Naquela hora, peguei uma foto de Irmã Dulce que eu tinha guardado comigo há vários anos e comecei a rezar mentalizando a salvação daquela mulher que agonizava depois de ter dado o dom da vida ao seu segundo filho
Filho mais velho de Cláudia, o engenheiro civil Francisco de Assis Araújo Junior, hoje com 29 anos, tinha 11 na época mas não consegue esquecer o desespero de amigos, parentes e vizinhos para conseguir bolsas de sangue. “O que me chamou muita a atenção foi o desespero das pessoas próximas à minha família para conseguir mais bolsas de sangue. Ali, eu percebi que tinha coisa séria acontecendo. Cresci com essa história da intervenção de Dulce na minha família. Isso é uma dádiva de Deus. Ele escolheu minha família para com a mão de Irmã Dulce interceder pela minha mãe.Tudo que Deus faz tem um propósito lá na frente e hoje eu posso afirmar que a minha mãe ficou aqui pra cuidar de mim e do meu irmão, nossa vida iria tomar outros rumos com a falta dela. Minha mãe é abençoada por Deus e Irmã Dulce”, diz Assis.
Hoje com 18 anos, Gabriel Araújo é a prova viva, dentro de casa, da intercessão de Dulce na vida de Cláudia. “Todos os dias quando eu olho para ele, eu sinto a importância do que Dulce fez na minha vida. Ela me permitiu ver ele e Assis crescerem”, agradece Cláudia, que é casada com o caminhoneiro Francisco de Assis Araújo e ainda vive até hoje na cidade de Malhador.
Gabriel sonha em ser jogador do Flamengo, mas pretende cursar Administração de Empresas. Estudante do segundo ano do ensino médio, o jovem pode até mudar seus planos de futuro, mas guarda consigo uma certeza eterna: a gratidão a Dulce. “Eu vejo Irmã Dulce como uma mãe. Tenho muita fé nela e uma gratidão por toda minha vida pelo que ela fez por minha mãe, por mim e por minha família”, conta o estudante.
Na época do milagre, Cláudia sequer conhecia a freira baiana. Hoje, virou - junto com sua família - uma multiplicadora da fé em Dulce. “Nunca tinha ouvido falar em Irmã Dulce.

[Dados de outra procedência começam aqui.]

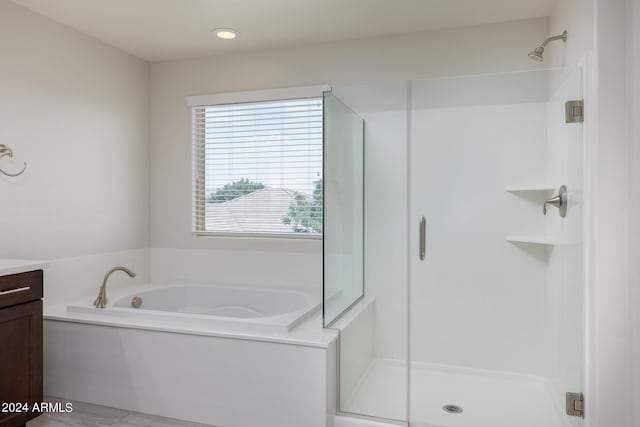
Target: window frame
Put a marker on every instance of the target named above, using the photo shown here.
(197, 143)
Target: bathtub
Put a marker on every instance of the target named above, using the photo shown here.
(201, 353)
(209, 307)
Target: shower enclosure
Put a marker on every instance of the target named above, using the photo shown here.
(472, 307)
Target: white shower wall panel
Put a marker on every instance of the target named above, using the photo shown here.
(480, 301)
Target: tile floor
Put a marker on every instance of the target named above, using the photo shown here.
(87, 415)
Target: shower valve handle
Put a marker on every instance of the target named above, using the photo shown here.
(559, 201)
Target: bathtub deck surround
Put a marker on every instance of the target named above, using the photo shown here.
(252, 348)
(217, 309)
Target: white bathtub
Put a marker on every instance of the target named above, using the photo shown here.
(209, 307)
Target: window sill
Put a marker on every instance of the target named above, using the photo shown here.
(290, 236)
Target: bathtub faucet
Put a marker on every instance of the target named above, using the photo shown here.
(101, 301)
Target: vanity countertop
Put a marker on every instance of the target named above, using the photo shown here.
(15, 266)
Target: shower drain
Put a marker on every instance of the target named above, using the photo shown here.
(452, 409)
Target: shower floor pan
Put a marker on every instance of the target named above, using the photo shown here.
(487, 399)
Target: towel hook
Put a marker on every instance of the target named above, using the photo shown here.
(8, 152)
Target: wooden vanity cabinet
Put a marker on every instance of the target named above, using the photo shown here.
(20, 347)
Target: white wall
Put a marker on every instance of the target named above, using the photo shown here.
(633, 101)
(610, 371)
(458, 51)
(76, 111)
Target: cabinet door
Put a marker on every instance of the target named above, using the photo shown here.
(20, 360)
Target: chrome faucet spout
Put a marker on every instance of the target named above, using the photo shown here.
(101, 300)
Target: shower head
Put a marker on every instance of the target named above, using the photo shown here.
(536, 54)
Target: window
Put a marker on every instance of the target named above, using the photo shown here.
(257, 167)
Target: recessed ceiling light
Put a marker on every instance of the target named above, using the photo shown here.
(225, 33)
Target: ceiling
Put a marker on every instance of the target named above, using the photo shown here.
(160, 30)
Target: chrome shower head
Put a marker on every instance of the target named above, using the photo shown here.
(536, 54)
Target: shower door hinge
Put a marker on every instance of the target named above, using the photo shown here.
(575, 404)
(574, 111)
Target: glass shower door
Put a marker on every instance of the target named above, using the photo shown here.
(343, 208)
(495, 306)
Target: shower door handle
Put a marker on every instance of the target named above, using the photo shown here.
(423, 237)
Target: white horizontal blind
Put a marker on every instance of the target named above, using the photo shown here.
(257, 168)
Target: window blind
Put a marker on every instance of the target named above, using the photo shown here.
(257, 168)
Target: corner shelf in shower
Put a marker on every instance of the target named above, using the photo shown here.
(538, 240)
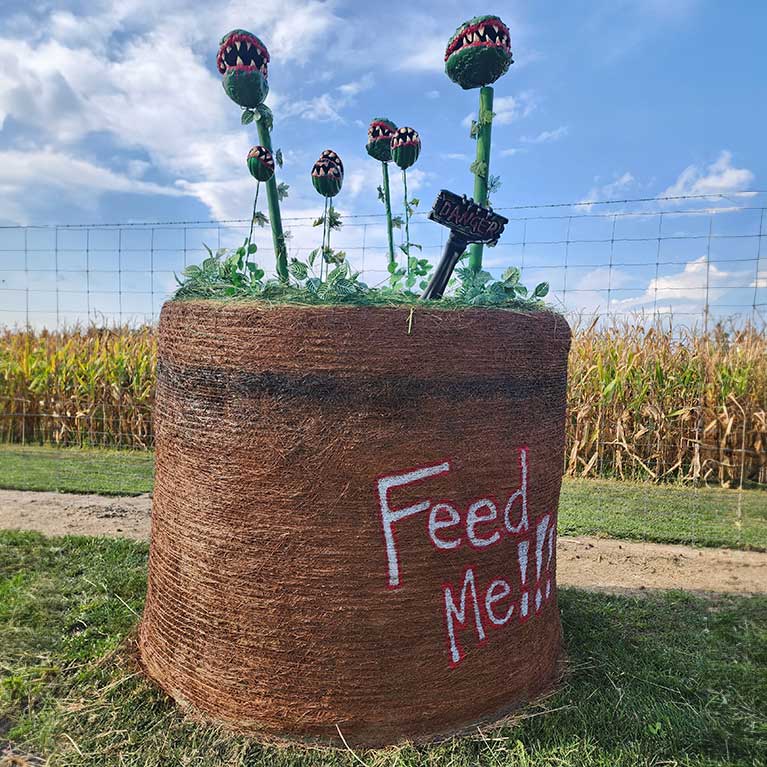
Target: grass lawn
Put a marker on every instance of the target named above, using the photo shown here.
(665, 679)
(707, 516)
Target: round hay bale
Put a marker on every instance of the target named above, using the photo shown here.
(354, 517)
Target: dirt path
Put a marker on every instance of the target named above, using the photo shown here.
(601, 564)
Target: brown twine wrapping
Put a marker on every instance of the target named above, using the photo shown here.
(271, 606)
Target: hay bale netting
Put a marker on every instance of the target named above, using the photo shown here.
(353, 524)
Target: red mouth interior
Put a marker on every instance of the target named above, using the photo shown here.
(380, 132)
(492, 33)
(242, 52)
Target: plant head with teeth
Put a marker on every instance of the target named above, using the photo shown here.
(328, 174)
(243, 61)
(260, 163)
(405, 147)
(380, 134)
(479, 52)
(329, 154)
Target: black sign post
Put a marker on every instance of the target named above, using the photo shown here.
(468, 222)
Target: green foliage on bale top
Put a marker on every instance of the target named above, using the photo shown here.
(327, 278)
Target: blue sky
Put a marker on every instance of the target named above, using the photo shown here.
(113, 111)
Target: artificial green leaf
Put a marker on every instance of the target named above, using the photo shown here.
(298, 269)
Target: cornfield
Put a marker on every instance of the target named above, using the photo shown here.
(645, 401)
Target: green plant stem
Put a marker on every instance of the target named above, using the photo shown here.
(483, 158)
(325, 235)
(273, 200)
(407, 220)
(253, 217)
(387, 205)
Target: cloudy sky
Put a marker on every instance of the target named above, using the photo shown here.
(114, 112)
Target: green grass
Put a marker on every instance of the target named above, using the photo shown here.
(665, 679)
(76, 470)
(706, 516)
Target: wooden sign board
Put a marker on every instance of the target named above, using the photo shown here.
(469, 221)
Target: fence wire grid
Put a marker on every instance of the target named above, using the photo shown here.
(690, 270)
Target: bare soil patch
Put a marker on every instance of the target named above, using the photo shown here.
(600, 564)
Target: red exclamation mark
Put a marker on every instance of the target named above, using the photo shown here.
(540, 540)
(522, 549)
(551, 558)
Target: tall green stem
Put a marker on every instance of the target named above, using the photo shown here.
(273, 201)
(482, 171)
(253, 217)
(407, 220)
(387, 205)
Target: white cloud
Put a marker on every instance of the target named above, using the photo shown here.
(609, 191)
(83, 83)
(428, 55)
(546, 137)
(81, 181)
(697, 281)
(719, 177)
(357, 86)
(323, 108)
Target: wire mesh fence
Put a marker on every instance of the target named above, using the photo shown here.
(668, 382)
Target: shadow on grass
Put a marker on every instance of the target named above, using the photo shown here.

Hoje eu faço questão de, por onde passo, levar a mensagem de amor e de fé dela. Irmã Dulce sempre foi santa e nos deixa um exemplo de amar e servir”, diz Cláudia, que desde quando foi revelada pela Igreja como ‘miraculada’ participa de inaugurações de igrejas, capelas e espaços em devoção à Dulce. Hoje, ela tem um sonho que, no passado, foi de Dulce: construir um espaço de acolhimento de pessoas na cidade onde mora.
A Irmã Agustinha comenta que, enquanto a mãe se esvaía em sangue, o menino Gabriel se mantinha inerte. “Ele parecia esperar a mãe ficar boa para poder viver. Ele só começou a chorar quando a mãe recobrou a consciência, após 18 horas de sangramento”. Gabriel ganhou esse nome ainda na maternidade, em alusão ao anjo Gabriel que anunciou a chegada de Jesus Cristo. “Gabriel, filho de Cláudia, veio anunciar a chegada do milagre de Irmã Dulce”, resume a irmã Augustinha, que pertence à Congregação das Irmãs Missionárias da Imaculada Conceição da Mãe de Deus, a mesma que Irmã Dulce pertencia.
Os dois milagres de Dulce
12 de janeiro de 2001
O milagre envolvendo a funcionária pública Cláudia Cristiane Santos, pela crença da Igreja Católica, aconteceu no dia 12 de janeiro de 2001, na Casa de Saúde e Maternidade São José, na cidade de Itabaiana, no estado de Sergipe, quando Claudia deu a luz ao pequeno Gabriel um parto normal, depois de um pré-natal feito com regularidade.10 de dezembro de 2014
Na madrugada daquele dia, há mais de cinco anos, José Maurício voltou a enxergar. E se os doutores não encontraram explicações, ele tinha: foi um milagre de Irmã Dulce. “Eu voltei a enxergar depois de uma oração que fiz. Peguei a imagem de Irmã Dulce e botei nos olhos”, contou o maestro.